Several months after completing a “90-Day Challenge” for a supplements company, Ruby Gettinger spoke to Oprah in an episode of the OWN series, “Where Are They Now.” Ruby says she weighs 316 which is down 13lbs from the weight she recorded at the end of the “challenge” in April. The interview was interesting because she’s finally admitting that doing the reality show was causing her to put weight back on. Like doing a reality show was ever a good idea for dealing with a profoundly serious weight problem. With all the focus on “the number,” she says she would starve to get the scale to move, then binge after a weigh in.
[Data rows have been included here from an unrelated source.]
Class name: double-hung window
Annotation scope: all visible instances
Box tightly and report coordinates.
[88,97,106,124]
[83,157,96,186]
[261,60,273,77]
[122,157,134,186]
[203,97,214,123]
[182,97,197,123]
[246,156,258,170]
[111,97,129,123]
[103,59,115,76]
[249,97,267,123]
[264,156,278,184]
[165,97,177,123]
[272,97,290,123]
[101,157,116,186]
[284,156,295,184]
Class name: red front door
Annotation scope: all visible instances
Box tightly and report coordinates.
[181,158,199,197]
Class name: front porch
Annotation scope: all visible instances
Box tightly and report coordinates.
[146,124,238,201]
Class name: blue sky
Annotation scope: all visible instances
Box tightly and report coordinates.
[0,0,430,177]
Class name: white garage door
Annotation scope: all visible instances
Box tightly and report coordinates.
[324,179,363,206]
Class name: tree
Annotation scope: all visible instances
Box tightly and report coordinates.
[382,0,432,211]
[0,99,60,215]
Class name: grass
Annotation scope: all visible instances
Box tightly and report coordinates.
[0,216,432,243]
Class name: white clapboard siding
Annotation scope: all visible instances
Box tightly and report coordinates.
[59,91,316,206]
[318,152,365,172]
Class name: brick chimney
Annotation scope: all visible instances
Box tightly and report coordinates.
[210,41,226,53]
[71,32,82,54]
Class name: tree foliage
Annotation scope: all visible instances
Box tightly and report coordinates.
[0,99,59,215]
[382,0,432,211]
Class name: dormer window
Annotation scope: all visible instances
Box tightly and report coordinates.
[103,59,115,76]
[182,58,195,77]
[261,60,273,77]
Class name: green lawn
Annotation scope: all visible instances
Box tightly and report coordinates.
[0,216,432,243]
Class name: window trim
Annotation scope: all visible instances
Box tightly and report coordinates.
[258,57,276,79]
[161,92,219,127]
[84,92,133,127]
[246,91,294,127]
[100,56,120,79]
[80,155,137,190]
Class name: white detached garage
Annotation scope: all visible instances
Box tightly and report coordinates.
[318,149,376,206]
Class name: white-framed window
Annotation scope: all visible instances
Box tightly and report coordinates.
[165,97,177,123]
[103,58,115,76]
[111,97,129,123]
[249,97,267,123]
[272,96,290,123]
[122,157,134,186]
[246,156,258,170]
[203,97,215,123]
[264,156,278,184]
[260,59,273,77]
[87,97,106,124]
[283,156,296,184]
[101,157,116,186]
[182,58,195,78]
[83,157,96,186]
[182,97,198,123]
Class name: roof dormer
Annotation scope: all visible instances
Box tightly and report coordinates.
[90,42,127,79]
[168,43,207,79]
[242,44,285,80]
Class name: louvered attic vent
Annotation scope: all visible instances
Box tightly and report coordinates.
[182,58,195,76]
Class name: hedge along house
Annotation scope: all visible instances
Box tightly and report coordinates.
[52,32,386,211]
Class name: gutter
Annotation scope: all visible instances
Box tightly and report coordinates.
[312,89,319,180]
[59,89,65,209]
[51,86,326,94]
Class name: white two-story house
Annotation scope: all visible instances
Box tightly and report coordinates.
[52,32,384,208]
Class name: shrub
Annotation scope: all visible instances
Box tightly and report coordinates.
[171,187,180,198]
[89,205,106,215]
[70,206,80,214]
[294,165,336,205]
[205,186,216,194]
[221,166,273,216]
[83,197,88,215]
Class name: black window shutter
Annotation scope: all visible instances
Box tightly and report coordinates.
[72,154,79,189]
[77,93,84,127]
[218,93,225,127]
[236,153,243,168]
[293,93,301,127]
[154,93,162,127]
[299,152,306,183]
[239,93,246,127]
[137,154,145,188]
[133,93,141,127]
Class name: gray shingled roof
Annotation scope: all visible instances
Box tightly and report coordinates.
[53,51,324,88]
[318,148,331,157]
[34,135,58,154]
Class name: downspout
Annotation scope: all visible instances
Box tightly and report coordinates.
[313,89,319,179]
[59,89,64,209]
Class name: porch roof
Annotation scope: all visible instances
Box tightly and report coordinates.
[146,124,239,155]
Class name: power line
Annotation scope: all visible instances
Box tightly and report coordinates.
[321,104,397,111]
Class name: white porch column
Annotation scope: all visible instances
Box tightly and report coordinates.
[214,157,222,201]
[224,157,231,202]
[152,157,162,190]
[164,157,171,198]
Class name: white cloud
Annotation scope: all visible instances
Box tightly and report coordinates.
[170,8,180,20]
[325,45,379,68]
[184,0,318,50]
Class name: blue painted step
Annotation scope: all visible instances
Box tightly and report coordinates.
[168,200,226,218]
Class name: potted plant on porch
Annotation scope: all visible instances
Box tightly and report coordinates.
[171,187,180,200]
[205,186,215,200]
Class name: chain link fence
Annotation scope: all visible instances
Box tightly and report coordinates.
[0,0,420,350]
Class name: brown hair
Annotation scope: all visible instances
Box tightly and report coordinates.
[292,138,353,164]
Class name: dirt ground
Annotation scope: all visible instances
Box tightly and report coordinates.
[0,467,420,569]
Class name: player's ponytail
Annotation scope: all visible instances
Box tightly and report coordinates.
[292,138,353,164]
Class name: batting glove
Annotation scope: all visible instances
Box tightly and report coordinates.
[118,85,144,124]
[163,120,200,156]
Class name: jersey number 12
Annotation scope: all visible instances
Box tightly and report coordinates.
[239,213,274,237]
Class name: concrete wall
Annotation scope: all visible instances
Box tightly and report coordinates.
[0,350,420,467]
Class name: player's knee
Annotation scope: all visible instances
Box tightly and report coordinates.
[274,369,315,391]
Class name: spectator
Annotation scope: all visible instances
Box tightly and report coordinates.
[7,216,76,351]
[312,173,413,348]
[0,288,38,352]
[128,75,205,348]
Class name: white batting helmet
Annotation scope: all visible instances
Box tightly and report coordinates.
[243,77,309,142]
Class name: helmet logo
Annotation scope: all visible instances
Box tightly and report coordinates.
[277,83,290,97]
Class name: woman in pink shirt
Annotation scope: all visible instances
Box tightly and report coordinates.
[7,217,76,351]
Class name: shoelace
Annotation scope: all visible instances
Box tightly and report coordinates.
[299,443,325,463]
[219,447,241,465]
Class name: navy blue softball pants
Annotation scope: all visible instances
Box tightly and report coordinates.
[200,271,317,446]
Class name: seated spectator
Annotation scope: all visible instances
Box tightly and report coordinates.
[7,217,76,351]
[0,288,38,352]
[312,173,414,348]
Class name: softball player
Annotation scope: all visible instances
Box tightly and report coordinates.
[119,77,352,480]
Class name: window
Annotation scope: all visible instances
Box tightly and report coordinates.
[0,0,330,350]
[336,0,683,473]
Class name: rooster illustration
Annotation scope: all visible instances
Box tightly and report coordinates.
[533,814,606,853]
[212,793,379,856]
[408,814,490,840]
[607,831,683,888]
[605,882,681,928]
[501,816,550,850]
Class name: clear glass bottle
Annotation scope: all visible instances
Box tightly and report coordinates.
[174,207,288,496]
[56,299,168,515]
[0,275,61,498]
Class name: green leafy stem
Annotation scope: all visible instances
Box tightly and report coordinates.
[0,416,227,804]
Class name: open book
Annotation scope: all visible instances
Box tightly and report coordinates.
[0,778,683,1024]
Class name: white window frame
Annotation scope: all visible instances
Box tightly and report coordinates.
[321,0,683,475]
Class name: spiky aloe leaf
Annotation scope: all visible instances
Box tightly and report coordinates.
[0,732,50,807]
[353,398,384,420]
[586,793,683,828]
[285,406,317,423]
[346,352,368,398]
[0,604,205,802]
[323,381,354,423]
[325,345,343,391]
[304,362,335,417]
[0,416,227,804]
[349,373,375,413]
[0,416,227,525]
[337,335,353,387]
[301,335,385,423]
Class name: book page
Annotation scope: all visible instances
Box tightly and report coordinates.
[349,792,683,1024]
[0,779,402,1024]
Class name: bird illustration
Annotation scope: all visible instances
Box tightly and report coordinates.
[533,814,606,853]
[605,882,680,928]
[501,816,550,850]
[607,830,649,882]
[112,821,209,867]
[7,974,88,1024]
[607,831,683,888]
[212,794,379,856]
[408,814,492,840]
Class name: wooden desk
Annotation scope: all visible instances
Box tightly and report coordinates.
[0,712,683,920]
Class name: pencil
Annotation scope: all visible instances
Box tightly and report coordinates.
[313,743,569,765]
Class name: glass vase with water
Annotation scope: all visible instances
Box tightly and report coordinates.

She also talked about having to disguise herself to go out for food in her own hometown of Savannah.
Ruby is now saying that she’s happy to work out regularly because she’s doing it without cameras watching or anyone telling her what to do. She says she’s losing weight with the supplement products she’s been selling online since the beginning of the year. When a person weighs over 300lbs, I have to wonder what’s going on if she could lose 50lbs through the three-month “challenge” and now just 13lbs in the last five months. She gave an interview to the Savannah newspaper recently. The one comment to the article is rather interesting. Read it here.
Making a public figure out of a person who would reach 700lbs is exploitation. A person like Ruby Gettinger is dealing with a complex set of conditions that should be treated, not put on TV. But reality television glamorized her. People believe that they relate to her even though she does not represent the typical person who deals with obesity, including those of us who are or have been into the 300s.
Biggest Loser started its new season this past week. Trainer Bob Harper described the first day in the gym as “appropriate” that contestants were throwing up and passing out. At the weigh in of course they all take their shirts off to put the rolls of fat on display.
Reality TV is anything but. There’s really no such thing. It’s not unscripted and it isn’t real life. Reality television presents weight loss under conditions that most people couldn’t duplicate in any way. People on reality shows have nothing to do but focus on their weight exclusively for weeks and months with every possible resource including full-time professional trainers. And of course there is the ever-present camera and the awareness that they are being watched by millions. Oh, just a tad bit of pressure, wouldn’t you say?
Weight loss reality television treats the struggles of overweight people as “entertainment.” Television audiences want to see fat people suffer and pay for being fat. They want to see them pushed through brutal workouts. They have a train-wreck fascination with seeing fat people humiliated and forced to admit how terrible their lives have been and how it’s all been their own fault. These shows reinforce the paradigm that people get fat because they are emotionally weak and they stay fat through their own lack of self-discipline and motivation. They also foment exceedingly unrealistic expectations. In this week’s Biggest Loser, a contestant who lost 13lbs in one week was disappointed in his results. What is the Biggest Loser really about? Never before has a television show created such a brand, selling food products, food delivery services, equipment, and books and DVDs. Every episode of the show is jammed with product placements, sponsorships, and in-show commercials. Four Biggest Loser “resorts” will give guests the ranch experience for $3000 a week. A WEEK.
People on weight loss reality shows are not an inspiration, they’re not motivational. They are placed into a manufactured and manipulated environment. We are shown what the producers want us to see. Weight loss reality shows are for ratings and selling products. It’s naive to believe they’re about “changing lives.”